Running Rails on a Kubernetes Cluster: Part 2

In part 1, we learned how to deploy a Rails application on a local Kubernetes cluster with Kind. In this post, we will delve deeper into other Kubernetes artifacts, such as services, Ingress, and the Horizontal Pod Autoscaler (HPA).

We will also wire it up with a subdomain so that we can see the app working on a public URL, which will be a subdomain for this tutorial. Let’s get going.

Prerequisites

To continue running our bands API rails app on a full-on production-ready Kubernetes cluster on DigitalOcean, the following are some prerequisites:

Kubectl command is installed and working on your system.
You are aware of how Kubernetes works and how it handles DNS and Ingress.
You have some knowledge of how Kubernetes and Ingress work together.
You know how to set up an A DNS record and map it to an IP address for the subdomain to work.

Next, we will get started with setting up a Kubernetes cluster on DigitalOcean.

Set up a Kubernetes cluster on DigitalOcean

To set up a Kubernetes cluster on DigitalOcean, log in to your account and click "Kubernetes" under Manage. You will see a screen like the one below:

Start creating a Kubernetes cluster on DigitalOcean

On the above screen, click the blue button that says “Create a Kubernetes Cluster”. Next, choose the data-center region:

Choose a data center for the Kubernetes cluster

We choose "San Francisco" no. 3 and then opt to provision 3 nodes for the Kubernetes cluster. Each node has 1 GB of usable RAM (out of 2 GB) and has 2 vCPUs.

Choose capacity for the Kubernetes cluster

The monthly rate is $45 per month. Next, we will add tags and choose a name.

Choose name and tags for the Kubernetes cluster

We chose to name the Kubernetes cluster rails-on-k8s and then click on the “Create Cluster” green button. It takes a couple of minutes, and the Kubernetes cluster is up and running, as shown below:

The Kubernetes cluster is created

If desired, you can go through the steps, but the main thing to note is that you should “Download Config File” and put it into the ~/.kube folder. The config file is called rails-on-k8s-kubeconfig.yaml, and we should copy it to the ~/.kube folder. We need to be aware that it will take 2-4 minutes for the cluster to be up and running.

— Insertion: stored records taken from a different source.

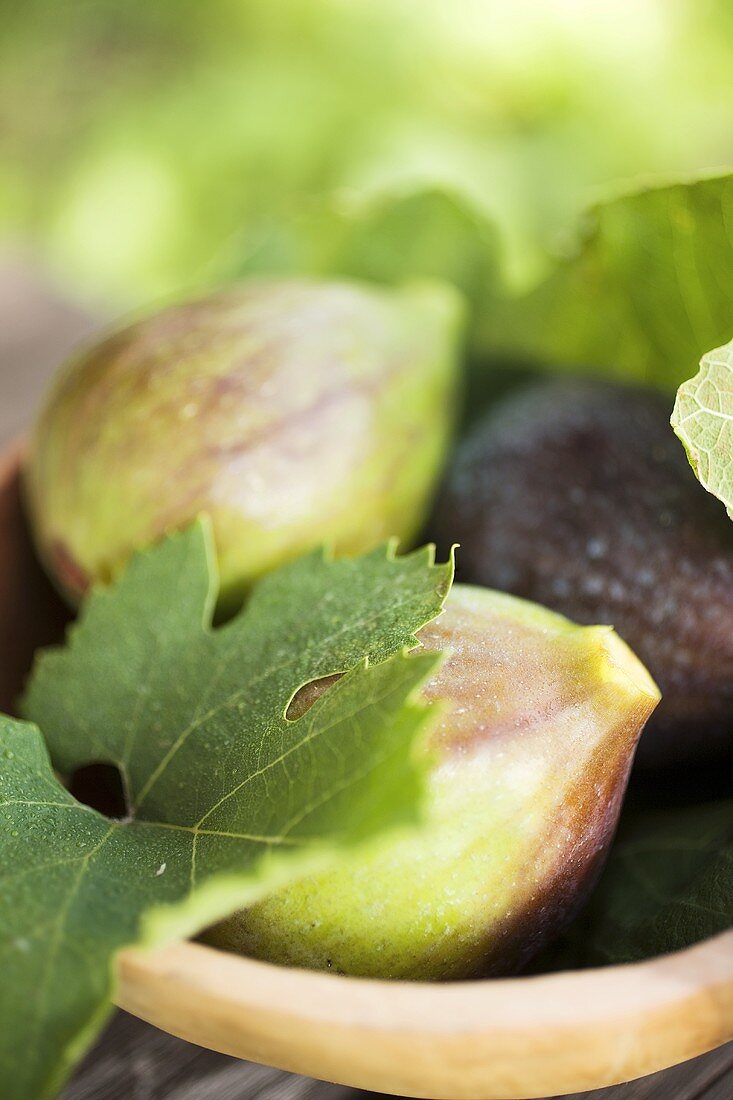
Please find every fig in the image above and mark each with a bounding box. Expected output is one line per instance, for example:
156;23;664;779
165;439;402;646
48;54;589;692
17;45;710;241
430;380;733;769
206;585;658;979
25;273;462;604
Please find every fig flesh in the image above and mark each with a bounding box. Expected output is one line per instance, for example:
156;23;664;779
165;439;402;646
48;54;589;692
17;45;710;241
207;585;658;979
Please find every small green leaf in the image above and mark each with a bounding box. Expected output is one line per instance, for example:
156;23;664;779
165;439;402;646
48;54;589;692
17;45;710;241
234;188;499;330
0;525;451;1100
671;343;733;519
481;175;733;392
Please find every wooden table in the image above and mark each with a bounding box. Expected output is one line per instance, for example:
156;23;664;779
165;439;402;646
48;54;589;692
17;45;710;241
0;255;733;1100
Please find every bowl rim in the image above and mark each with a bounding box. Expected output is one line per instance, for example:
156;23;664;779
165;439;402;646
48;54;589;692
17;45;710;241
116;931;733;1100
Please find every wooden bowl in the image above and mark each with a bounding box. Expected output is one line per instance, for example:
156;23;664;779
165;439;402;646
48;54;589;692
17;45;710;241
0;449;733;1100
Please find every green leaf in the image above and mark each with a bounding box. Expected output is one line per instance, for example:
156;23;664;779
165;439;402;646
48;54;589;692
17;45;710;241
547;799;733;968
0;525;451;1100
232;188;499;332
481;175;733;392
671;342;733;519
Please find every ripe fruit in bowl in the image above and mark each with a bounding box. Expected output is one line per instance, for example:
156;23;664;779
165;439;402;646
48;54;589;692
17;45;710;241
207;585;659;979
430;380;733;768
25;279;462;604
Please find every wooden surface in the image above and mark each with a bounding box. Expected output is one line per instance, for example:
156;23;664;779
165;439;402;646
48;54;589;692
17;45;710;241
0;256;733;1100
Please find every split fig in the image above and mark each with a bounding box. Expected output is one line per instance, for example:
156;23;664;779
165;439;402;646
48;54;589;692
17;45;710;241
207;585;658;979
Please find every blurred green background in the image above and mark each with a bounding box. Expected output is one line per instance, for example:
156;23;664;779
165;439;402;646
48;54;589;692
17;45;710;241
0;0;733;308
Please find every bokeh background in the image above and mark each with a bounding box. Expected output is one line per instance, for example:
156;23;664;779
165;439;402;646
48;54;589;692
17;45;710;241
0;0;733;314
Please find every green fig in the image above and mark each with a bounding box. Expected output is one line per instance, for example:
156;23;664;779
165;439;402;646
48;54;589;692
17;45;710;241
207;585;659;979
26;279;462;604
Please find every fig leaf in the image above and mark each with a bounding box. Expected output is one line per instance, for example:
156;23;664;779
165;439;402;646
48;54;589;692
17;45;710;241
480;175;733;393
671;342;733;519
0;523;451;1100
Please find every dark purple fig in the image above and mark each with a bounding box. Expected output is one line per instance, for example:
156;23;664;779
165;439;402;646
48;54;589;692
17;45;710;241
430;380;733;766
208;585;659;979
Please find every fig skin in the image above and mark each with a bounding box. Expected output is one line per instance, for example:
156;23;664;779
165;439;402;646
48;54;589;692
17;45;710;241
206;585;659;979
25;279;463;606
430;380;733;769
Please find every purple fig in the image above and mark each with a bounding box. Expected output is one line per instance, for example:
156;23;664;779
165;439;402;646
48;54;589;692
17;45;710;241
431;381;733;767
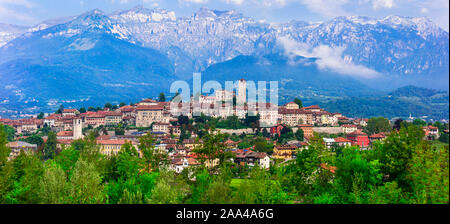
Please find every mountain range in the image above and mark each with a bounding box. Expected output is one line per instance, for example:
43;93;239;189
0;7;449;117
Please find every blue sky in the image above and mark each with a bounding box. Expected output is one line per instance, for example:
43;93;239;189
0;0;449;31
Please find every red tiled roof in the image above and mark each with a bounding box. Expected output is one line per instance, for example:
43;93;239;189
369;133;386;138
136;105;164;111
56;131;73;137
97;139;135;145
63;109;78;113
334;137;352;142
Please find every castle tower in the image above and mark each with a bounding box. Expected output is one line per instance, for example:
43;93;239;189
73;118;83;140
236;79;247;105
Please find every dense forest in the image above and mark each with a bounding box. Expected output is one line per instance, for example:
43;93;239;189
0;122;449;204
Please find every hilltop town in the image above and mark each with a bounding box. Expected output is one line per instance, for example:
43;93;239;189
0;85;448;173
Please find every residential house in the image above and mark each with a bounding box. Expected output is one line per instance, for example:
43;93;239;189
6;141;37;159
272;145;298;159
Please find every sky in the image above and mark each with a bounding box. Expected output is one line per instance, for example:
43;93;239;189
0;0;449;32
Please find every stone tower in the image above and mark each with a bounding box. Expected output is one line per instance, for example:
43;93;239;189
236;79;247;105
73;118;83;140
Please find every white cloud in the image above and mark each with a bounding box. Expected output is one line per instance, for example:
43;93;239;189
278;37;380;78
178;0;208;4
0;0;36;22
222;0;244;5
301;0;348;18
372;0;394;9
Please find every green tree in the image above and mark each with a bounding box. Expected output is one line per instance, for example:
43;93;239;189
37;112;44;119
39;160;70;204
139;133;168;173
69;159;105;204
0;123;11;170
43;132;58;160
117;142;141;179
147;171;189;204
407;142;449;204
55;105;64;114
372;125;424;188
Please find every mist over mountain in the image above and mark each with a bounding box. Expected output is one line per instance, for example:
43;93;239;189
0;7;449;118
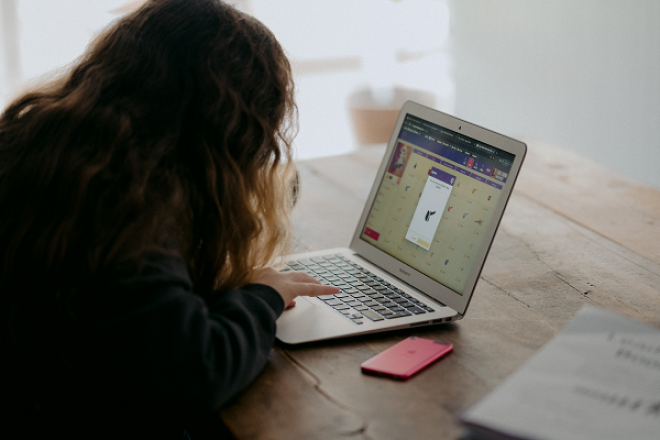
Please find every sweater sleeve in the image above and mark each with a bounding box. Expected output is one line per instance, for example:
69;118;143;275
79;253;284;414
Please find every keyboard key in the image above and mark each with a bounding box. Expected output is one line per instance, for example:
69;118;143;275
362;310;383;321
383;312;411;319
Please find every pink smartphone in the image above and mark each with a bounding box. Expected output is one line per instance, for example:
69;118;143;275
361;336;454;379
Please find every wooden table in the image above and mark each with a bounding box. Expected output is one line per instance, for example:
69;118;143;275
222;141;660;440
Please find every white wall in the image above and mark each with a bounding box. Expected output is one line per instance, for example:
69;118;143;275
450;0;660;187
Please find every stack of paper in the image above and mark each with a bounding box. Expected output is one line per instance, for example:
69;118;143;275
461;307;660;440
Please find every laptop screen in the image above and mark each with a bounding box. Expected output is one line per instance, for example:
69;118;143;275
360;114;515;295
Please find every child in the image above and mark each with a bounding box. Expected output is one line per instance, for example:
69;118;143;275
0;0;337;440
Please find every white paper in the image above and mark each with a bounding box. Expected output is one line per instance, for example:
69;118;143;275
461;307;660;440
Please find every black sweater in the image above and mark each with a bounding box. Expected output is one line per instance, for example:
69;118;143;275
0;253;284;439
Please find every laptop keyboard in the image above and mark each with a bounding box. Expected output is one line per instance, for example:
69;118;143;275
282;254;434;325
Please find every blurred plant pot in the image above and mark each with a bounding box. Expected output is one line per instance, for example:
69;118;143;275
348;87;436;145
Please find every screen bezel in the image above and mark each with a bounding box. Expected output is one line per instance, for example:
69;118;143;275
351;101;527;315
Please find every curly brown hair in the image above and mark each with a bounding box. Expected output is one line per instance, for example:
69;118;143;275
0;0;296;316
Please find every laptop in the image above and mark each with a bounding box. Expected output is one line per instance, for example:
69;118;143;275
276;101;527;344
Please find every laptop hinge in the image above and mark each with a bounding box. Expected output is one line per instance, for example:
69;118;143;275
353;253;448;308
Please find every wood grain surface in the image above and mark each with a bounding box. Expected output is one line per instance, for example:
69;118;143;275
222;142;660;440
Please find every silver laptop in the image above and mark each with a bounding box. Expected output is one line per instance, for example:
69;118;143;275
277;101;527;344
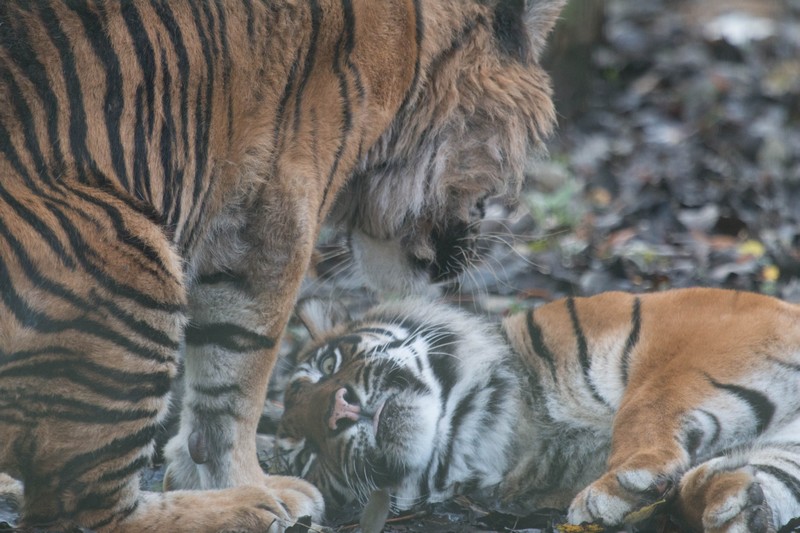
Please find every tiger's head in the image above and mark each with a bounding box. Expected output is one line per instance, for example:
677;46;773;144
332;0;565;293
277;300;521;509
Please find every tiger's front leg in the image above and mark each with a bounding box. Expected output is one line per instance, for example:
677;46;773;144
164;194;323;515
568;388;690;526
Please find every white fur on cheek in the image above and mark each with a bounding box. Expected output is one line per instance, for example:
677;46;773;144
350;230;440;297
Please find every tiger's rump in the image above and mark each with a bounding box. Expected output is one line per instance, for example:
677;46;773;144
279;289;800;532
0;0;563;531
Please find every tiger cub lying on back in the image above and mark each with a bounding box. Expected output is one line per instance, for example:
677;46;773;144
278;289;800;532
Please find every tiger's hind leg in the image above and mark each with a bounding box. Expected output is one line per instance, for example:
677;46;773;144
0;184;322;532
678;420;800;533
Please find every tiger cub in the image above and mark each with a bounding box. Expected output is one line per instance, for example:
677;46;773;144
0;0;566;533
278;289;800;532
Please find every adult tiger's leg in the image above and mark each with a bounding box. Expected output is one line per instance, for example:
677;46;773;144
165;184;322;504
678;419;800;533
568;384;692;526
0;183;320;531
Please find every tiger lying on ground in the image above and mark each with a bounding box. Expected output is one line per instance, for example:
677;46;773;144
0;0;564;532
277;289;800;533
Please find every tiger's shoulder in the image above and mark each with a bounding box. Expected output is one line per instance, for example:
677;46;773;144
503;287;800;382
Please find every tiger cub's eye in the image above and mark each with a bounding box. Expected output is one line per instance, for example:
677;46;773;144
319;350;339;376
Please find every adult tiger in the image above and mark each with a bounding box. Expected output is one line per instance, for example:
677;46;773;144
278;289;800;532
0;0;563;531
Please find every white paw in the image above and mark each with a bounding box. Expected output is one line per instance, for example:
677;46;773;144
567;484;631;525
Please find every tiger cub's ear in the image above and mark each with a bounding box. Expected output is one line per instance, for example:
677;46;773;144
494;0;567;62
295;298;350;340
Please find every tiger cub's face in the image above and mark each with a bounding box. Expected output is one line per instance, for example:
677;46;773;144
278;300;515;509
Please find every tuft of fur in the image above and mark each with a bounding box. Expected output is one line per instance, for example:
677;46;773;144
0;0;560;532
279;289;800;533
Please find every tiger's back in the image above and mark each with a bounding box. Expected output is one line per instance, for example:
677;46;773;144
279;289;800;533
0;0;563;531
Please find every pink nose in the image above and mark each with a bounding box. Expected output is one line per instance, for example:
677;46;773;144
328;388;361;430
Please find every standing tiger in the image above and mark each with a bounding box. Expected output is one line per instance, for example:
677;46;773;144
278;289;800;533
0;0;563;532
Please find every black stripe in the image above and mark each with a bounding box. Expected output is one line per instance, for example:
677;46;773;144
57;182;174;279
37;0;99;182
567;297;610;407
706;374;775;434
5;387;158;425
698;409;722;446
184;3;216;250
98;455;150;483
424;328;460;408
159;50;185;230
133;86;153;203
214;2;234;145
120;2;156;135
0;3;64;172
186;322;275;352
89;500;139;531
192;383;242;397
0;257;175;363
766;355;800;372
294;0;322;136
48;202;184;313
58;423;161;490
434;386;480;490
319;0;355;214
0;177;76;270
398;0;425;115
622;296;642;385
526;309;558;383
242;0;256;39
197;272;247;289
271;48;301;176
66;0;130;190
150;0;189;228
0;210;178;350
0;359;171;402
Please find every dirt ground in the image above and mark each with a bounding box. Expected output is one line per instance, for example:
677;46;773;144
0;0;800;532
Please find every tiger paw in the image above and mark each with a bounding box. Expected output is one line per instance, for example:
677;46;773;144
126;478;323;533
567;469;672;526
679;462;775;533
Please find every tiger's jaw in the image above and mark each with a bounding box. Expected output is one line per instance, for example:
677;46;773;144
278;300;521;509
348;200;485;296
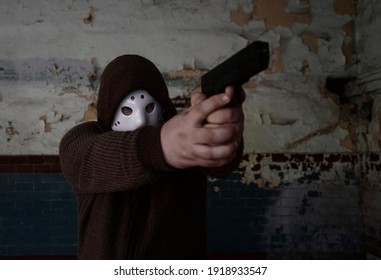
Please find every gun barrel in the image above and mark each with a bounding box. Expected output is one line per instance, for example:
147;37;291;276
201;41;270;97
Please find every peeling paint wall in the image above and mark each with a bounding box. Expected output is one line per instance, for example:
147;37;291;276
0;0;364;154
0;0;381;258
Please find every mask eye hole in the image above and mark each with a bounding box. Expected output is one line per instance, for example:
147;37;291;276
146;103;155;113
122;107;133;117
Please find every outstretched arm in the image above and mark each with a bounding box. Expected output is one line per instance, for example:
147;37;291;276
161;87;244;173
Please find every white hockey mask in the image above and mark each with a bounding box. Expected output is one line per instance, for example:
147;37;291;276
111;90;164;131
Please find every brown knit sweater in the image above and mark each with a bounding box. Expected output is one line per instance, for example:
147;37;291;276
60;55;237;259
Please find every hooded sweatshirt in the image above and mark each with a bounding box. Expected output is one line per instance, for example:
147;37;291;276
59;55;240;259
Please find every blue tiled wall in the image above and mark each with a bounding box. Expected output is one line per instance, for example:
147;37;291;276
0;173;77;256
0;162;365;259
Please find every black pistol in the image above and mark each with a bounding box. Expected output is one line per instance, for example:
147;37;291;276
201;41;270;102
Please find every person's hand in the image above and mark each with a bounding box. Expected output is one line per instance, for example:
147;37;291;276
161;87;243;168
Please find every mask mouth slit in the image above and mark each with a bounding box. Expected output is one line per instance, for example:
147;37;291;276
121;106;133;117
146;103;155;113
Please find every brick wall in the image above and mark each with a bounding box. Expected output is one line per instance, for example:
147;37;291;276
0;154;381;259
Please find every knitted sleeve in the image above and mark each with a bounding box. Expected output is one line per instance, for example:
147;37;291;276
59;122;171;193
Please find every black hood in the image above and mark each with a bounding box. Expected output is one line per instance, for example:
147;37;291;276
97;55;176;131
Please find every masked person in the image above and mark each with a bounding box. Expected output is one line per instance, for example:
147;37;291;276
59;55;244;259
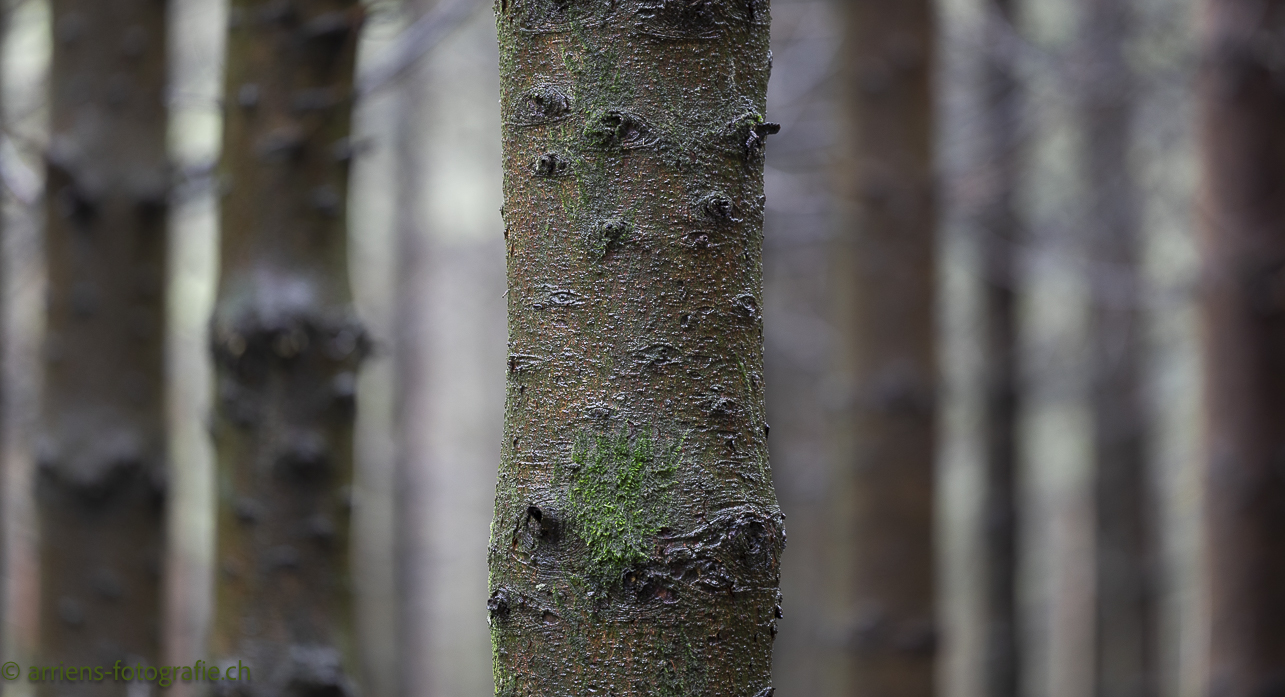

Subsequently, we can execute the following command to change the context for Kubectl command:

export KUBECONFIG=${KUBECONFIG:-~/.kube/config}:~/.kube/rails-on-k8s-kubeconfig.yaml

Next, we will use the following command to check whether the new cluster is available:

kubectl config get-contexts

Then, we switch the Kubectl context to the new cluster by running the following command:

kubectl config use-context do-sfo3-rails-on-k8s

Subsequently, to check whether the Kubectl context has switched correctly, we execute the following command to list nodes of the cluster:

kubectl get nodes

Then, output similar to the following will appear:

The Kubernetes cluster nodes with get nodes

Now that we are sure our kubectl command is talking to our Kubernetes cluster on DigitalOcean, we will configure the NGINX Ingress controller. Ingress will help route the subdomain to the Bands API service we built with Rails.

Install NGINX Ingress

As Kubernetes’ official website defines it, Ingress exposes HTTP and HTTPS routes from outside the cluster to services within the cluster. So, it is like a router that can map the traffic from outside the cluster to services, deployments, and pods inside the cluster.

There are multiple flavors of Ingress controllers, and NGINX Ingress is one of the simplest. Per the official definition, NGINX Ingress is a controller for Kubernetes that uses NGINX as a reverse proxy and load balancer. To install the NGINX Ingress controller, run the following command:

kubectl apply -f https://raw.githubusercontent.com/kubernetes/ingress-nginx/controller-v0.45.0/deploy/static/provider/do/deploy.yaml

The following output is produced:

Install NGINX Ingress controller in our Kubernetes cluster

Now that the NGINX Ingress controller is installed and applied to our Kubernetes cluster, it can provide an external IP in our A name DNS record for the subdomain. To determine the external IP for the cluster, we run the following command after a couple of minutes:

kubectl get svc --namespace=ingress-nginx

This command will produce output similar to that shown below. Make note of the EXTERNAL-IP for the load balancer, as we will use it in the A Name DNS record for the subdomain.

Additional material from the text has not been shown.